In addition to editorials that D.K. Lieu may have written for The China Critic, he also produced a large number of special articles, the majority of which presented the results of surveys of industrial and agricultural development and currency reform. One exception is the early essay 'Chinese Calligraphy', in which Lieu offers some comments about this unique art form, and about how a restrictive 'foreign alphabet'—presumably the Latin alphabet, but Lieu offers no clues—prevented the development of a creative equivalent anywhere outside of China:
Fig.9 Advertisement for China's Tennant Farming Economy 我國佃農經濟狀況 in The China Critic, 8 January 1931
D.K. Lieu's forte, however, was not letters but numbers. His November 1930 special article 'Statistical Work Under the National Government' is a more representative contribution. In it he offers a broad summary of the surveys with which he was engaged during the early 1930s. As mentioned above, while The China Critic often carried the names of many of its contributing editors on its masthead long after they had left, articles by D.K. Lieu continued to appear on occasion until the end of the 1930s. 'Economic Development of China's Southwest' (July 1939) is an example of a late contribution, written when Lieu was serving as head of the National Military Committee Economic Research Department, and probably residing in Chongqing:
Apart from his contributions to The China Critic, from the late 1920s Lieu also wrote a number of economic studies in both Chinese and English, including China's Tennant Farming Economy 我國佃農經濟狀況(1929), Foreign Investments in China (1930), Report on Chinese Industry 中國工業調查報告 (1937) and The Silk Reeling Industry in Shanghai (1940).[Fig.9]
From 1941, Lieu held posts as both the head of Chongqing University Business College, and of the Special Economic Research Committee of the Central Bank; after the war he served on the policy drafting committee for the General Agreement on Tariffs and Trade (GATT), which was enacted in 1947, and soon after this time as an attaché to the Bureau of Economics of the National Government in the United States.

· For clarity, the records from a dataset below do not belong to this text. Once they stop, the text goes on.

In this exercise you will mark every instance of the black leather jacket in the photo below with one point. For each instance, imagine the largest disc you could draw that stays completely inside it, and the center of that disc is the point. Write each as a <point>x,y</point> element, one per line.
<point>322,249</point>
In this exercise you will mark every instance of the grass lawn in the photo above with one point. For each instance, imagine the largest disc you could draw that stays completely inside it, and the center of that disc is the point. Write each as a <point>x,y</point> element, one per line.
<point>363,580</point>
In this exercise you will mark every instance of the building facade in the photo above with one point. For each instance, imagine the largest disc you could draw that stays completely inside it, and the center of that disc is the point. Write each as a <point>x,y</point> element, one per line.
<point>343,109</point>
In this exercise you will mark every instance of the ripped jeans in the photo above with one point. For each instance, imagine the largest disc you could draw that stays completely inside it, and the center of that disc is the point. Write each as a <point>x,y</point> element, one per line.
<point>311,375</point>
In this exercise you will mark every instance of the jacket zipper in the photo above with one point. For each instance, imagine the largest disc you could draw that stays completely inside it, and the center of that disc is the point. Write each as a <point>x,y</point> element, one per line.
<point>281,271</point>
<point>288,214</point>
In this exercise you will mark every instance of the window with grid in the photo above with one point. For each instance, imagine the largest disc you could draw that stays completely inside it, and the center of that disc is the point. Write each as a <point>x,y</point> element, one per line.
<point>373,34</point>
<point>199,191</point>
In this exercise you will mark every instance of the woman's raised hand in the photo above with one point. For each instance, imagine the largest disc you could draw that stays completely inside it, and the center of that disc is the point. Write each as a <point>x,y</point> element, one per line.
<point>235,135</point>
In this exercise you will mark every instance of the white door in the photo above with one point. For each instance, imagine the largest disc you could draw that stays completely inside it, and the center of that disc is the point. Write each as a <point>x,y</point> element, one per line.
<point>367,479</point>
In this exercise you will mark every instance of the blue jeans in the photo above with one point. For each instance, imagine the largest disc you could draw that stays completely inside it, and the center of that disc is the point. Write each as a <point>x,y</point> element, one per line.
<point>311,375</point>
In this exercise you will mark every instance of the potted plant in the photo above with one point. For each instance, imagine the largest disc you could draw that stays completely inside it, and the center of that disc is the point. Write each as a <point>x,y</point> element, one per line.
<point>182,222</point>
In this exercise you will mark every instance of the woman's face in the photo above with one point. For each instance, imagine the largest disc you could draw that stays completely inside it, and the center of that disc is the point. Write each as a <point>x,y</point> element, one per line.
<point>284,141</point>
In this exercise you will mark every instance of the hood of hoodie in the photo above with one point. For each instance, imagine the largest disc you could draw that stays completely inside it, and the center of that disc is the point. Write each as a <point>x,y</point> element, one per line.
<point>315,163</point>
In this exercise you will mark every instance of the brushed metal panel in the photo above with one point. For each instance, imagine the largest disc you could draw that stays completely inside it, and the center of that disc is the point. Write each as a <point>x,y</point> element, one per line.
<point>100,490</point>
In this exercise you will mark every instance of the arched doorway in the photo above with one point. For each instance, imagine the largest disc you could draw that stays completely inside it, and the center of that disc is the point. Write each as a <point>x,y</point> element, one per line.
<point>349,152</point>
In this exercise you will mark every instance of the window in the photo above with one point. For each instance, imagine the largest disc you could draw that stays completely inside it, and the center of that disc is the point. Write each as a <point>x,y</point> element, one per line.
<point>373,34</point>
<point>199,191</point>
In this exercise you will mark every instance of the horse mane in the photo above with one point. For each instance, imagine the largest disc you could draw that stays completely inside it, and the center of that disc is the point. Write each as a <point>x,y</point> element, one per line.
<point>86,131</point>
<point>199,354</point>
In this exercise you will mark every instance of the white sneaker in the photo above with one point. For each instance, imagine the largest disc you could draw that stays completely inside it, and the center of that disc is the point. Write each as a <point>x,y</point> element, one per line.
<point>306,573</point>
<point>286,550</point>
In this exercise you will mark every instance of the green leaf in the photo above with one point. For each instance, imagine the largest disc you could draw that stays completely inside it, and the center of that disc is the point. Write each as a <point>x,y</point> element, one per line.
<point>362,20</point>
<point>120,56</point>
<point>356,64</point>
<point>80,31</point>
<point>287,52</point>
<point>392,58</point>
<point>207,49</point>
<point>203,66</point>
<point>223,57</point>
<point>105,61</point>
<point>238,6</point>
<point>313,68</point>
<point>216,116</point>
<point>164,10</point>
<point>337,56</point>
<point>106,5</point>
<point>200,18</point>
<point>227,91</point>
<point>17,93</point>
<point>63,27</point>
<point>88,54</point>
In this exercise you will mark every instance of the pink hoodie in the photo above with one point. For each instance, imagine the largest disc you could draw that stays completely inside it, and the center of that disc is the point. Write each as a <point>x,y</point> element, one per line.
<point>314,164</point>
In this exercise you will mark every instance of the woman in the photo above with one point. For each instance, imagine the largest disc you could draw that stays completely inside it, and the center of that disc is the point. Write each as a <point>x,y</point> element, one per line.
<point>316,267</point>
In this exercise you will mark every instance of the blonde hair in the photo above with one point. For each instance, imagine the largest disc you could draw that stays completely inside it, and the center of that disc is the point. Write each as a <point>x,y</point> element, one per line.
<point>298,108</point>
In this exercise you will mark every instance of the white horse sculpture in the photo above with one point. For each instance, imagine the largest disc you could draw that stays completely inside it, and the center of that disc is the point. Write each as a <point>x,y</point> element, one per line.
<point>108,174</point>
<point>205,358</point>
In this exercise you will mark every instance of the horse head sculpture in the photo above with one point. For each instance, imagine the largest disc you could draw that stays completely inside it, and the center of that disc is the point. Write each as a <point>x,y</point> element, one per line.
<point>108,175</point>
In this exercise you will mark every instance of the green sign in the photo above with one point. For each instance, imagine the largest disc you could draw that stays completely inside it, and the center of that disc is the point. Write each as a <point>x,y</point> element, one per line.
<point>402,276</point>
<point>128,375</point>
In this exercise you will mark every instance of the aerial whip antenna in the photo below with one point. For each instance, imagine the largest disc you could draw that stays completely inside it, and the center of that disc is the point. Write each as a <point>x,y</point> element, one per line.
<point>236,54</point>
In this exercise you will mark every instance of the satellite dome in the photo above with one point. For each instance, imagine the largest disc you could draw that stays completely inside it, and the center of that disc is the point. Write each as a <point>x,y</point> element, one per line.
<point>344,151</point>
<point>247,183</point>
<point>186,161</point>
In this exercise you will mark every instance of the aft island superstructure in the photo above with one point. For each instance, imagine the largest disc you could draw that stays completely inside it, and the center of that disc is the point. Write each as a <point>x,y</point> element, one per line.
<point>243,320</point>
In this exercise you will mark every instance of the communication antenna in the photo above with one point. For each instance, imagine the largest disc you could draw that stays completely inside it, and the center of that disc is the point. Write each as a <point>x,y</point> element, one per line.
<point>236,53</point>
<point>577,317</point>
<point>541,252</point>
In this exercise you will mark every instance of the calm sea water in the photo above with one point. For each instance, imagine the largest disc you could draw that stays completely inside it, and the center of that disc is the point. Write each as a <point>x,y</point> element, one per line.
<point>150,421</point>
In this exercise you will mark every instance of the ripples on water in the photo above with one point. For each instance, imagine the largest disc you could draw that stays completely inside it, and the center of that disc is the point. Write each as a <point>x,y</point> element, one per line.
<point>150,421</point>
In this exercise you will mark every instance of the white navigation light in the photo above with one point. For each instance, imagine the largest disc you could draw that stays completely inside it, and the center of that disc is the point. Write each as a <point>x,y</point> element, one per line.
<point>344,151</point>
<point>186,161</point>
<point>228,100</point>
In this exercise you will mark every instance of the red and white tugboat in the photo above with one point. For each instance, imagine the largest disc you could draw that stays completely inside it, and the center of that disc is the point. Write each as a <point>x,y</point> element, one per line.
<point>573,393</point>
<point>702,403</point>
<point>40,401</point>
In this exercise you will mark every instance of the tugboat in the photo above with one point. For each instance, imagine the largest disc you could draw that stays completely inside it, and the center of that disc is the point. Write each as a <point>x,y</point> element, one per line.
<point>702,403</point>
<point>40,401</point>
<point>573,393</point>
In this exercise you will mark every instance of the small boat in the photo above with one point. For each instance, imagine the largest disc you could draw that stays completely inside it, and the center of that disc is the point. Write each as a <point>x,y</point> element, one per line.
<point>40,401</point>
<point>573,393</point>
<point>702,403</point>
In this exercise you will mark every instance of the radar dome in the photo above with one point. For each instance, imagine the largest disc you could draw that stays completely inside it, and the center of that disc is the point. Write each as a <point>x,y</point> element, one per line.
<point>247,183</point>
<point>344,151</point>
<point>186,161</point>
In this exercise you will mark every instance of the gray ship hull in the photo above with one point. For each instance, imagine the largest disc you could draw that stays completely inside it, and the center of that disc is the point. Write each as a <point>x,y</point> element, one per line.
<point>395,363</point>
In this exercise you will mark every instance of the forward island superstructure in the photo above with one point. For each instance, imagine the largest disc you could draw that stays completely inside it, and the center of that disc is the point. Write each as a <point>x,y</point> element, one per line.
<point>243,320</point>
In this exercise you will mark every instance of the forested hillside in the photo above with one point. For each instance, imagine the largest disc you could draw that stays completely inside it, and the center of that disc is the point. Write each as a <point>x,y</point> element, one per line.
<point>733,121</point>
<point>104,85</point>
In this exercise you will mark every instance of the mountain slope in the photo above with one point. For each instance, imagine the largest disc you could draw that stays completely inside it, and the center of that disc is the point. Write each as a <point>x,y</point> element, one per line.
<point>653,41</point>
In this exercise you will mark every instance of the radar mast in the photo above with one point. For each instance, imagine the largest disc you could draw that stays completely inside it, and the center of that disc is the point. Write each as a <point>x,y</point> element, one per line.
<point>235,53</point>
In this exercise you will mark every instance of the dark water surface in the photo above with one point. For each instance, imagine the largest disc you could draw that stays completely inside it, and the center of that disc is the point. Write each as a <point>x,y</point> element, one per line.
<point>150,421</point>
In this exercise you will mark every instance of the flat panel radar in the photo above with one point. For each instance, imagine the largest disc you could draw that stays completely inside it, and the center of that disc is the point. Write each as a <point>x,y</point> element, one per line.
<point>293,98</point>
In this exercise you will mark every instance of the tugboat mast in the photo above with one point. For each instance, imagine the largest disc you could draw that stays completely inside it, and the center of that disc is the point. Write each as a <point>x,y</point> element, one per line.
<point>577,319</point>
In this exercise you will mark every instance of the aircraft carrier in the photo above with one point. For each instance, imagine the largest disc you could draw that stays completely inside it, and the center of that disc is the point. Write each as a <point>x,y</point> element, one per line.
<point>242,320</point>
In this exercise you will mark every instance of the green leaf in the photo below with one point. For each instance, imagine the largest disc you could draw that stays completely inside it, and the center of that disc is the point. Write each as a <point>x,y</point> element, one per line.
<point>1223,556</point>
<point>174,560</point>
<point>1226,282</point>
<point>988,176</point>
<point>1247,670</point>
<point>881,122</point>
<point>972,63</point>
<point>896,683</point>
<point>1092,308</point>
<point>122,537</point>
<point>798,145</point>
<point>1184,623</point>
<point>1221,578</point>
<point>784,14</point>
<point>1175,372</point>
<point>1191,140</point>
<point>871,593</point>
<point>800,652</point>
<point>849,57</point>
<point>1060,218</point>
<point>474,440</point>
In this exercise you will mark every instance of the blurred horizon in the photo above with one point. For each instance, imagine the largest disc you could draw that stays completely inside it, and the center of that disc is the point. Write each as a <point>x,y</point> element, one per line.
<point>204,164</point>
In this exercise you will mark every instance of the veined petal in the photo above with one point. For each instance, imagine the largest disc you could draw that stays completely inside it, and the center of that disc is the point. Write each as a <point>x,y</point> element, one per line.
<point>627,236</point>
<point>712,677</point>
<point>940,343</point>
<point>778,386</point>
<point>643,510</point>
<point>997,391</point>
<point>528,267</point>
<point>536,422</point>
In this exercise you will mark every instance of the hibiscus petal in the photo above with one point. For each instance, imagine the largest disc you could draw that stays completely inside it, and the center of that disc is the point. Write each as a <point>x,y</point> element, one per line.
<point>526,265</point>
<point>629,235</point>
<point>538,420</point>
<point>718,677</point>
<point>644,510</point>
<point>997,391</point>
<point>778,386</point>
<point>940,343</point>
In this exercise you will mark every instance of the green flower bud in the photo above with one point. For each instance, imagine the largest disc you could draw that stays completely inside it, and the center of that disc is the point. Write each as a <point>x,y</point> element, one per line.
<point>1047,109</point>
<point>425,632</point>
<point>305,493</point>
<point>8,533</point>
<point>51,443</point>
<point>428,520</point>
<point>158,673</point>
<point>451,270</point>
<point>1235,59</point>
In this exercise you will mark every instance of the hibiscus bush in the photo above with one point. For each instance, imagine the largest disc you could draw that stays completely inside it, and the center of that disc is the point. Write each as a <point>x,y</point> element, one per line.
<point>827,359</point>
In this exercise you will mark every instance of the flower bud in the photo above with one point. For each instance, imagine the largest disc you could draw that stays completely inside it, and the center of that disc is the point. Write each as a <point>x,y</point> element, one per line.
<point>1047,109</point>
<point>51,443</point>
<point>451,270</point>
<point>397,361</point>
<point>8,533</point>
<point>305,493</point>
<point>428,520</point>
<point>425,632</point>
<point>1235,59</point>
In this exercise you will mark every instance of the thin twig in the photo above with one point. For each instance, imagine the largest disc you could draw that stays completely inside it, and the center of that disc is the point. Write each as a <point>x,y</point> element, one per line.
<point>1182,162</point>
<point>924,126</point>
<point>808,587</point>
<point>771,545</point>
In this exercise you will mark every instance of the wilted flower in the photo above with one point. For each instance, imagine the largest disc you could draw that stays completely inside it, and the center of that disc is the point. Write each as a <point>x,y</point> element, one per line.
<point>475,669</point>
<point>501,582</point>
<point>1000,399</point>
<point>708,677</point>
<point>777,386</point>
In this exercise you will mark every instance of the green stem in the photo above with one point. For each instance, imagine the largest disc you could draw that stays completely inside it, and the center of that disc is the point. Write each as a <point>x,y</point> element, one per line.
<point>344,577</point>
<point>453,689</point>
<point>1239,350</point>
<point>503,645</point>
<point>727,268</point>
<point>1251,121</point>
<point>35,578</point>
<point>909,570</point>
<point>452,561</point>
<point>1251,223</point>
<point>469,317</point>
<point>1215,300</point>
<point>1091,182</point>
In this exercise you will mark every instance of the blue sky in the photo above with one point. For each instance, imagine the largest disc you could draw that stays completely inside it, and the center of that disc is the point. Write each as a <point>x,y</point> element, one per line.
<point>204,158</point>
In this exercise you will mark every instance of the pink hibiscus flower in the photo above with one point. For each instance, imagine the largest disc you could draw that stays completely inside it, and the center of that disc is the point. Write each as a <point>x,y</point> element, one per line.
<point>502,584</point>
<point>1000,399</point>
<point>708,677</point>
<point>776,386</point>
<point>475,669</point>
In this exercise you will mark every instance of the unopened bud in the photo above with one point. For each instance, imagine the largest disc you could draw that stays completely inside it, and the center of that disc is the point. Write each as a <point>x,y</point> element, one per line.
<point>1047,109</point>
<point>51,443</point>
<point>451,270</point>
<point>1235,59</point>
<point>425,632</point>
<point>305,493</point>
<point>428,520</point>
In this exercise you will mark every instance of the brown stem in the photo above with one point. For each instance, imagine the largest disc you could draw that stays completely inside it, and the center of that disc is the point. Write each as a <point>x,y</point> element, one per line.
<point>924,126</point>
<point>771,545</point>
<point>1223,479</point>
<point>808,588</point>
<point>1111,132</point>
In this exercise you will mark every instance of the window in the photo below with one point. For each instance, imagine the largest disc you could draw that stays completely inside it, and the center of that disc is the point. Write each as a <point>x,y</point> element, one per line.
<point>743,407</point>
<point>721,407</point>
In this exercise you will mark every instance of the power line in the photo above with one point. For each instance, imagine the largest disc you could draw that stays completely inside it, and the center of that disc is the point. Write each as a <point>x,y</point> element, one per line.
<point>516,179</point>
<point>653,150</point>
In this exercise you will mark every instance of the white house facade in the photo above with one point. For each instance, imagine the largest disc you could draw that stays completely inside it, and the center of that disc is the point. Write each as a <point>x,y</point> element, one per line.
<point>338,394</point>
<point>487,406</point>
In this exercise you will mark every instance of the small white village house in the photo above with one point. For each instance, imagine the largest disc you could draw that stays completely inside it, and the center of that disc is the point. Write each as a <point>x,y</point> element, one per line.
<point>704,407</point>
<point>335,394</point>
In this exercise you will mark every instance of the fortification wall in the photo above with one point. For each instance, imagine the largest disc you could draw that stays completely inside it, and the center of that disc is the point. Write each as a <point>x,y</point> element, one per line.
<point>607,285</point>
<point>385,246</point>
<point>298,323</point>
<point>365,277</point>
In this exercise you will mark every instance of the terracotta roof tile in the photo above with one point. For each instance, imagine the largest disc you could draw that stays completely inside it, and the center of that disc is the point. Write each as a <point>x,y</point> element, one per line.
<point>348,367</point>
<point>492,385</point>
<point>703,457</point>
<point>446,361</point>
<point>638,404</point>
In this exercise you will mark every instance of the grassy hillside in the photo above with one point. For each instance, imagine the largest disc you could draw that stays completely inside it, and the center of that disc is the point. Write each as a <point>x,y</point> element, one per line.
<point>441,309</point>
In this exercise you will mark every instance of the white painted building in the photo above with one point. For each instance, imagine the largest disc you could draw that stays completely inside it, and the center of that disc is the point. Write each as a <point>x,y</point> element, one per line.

D.K. Lieu died in New York in 1962.
Kwei Chung-shu (桂中樞, 1897-1987)
Fig.10 Kwei Chung-shu in Who's Who, 1936
Kwei Chung-shu was born in Kai county 開縣 Sichuan province, which is today part of the greater Chongqing municipality. He was a journalist, lawyer and businessman.After graduating from Tsinghua College in 1919, he earned a Bachelor of Arts from Lawrence College (Wisconsin) in 1920, a Bachelor of Journalism from the University of Wisconsin in 1921 and, years later, a Bachelor of Law from the Comparative Law School of China in 1933.[Fig.10]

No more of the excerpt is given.